Application: The finance council serves in a critical advisory and consultative role to the pastor in all business affairs of the parish. It should be memorialized at the parish level through a charter which addresses matters such as its purpose, membership, term of office and vacancies, officers and duties, meetings and voting. An active finance council is an important goal with meetings to be held regularly, at least on a quarterly basis. A record of meetings should be maintained on file documenting the main topics discussed and any votes taken.

Responsible financial management requires that the finance council, in concert with the pastor, maintain vigorous oversight of the financial affairs of the parish. Together, they should regularly oversee the accounting function and its work product including budgets and financial statements reflecting income and expenses, parish savings and indebtedness. They should regularly evaluate operating and capital requirements, as well as assess the condition of the physical plant and plan for improvements.

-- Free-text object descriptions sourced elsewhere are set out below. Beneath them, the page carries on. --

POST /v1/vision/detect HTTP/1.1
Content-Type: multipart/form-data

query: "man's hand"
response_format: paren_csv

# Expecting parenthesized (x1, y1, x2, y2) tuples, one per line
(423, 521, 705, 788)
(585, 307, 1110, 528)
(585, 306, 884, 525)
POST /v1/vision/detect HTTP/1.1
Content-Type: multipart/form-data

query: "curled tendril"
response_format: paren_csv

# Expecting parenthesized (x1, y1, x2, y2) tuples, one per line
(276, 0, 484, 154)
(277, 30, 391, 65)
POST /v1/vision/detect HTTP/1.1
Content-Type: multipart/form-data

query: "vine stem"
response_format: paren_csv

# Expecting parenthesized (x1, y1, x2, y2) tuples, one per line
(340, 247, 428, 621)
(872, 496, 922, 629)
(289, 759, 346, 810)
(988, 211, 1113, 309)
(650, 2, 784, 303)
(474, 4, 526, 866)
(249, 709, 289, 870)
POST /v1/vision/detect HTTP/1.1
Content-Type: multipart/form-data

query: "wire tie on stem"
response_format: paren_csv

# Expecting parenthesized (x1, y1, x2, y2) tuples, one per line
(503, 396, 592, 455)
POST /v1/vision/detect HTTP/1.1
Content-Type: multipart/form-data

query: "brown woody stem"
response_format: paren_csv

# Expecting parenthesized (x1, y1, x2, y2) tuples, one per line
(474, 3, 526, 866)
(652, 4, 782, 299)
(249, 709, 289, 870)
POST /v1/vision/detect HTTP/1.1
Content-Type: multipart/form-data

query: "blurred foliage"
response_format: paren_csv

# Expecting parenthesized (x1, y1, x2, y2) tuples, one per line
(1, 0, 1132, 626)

Internal controls, which are vital to the effective and efficient operations of the parish, normally rely to a large extent on the adequate separation of accounting duties among staff personnel. However, with limited staff or an accounting staff of one, such separation may be difficult to achieve. Under these circumstances, the pastor and finance council can compensate for such a deficiency through diligent oversight.

Finally, the finance council should assist the pastor in the regular reporting of the parish financial results. A comprehensive report is an important element of accountability and transparency and is required to be submitted to the Pastoral Center on a quarterly basis and to the parish community as a whole at least annually.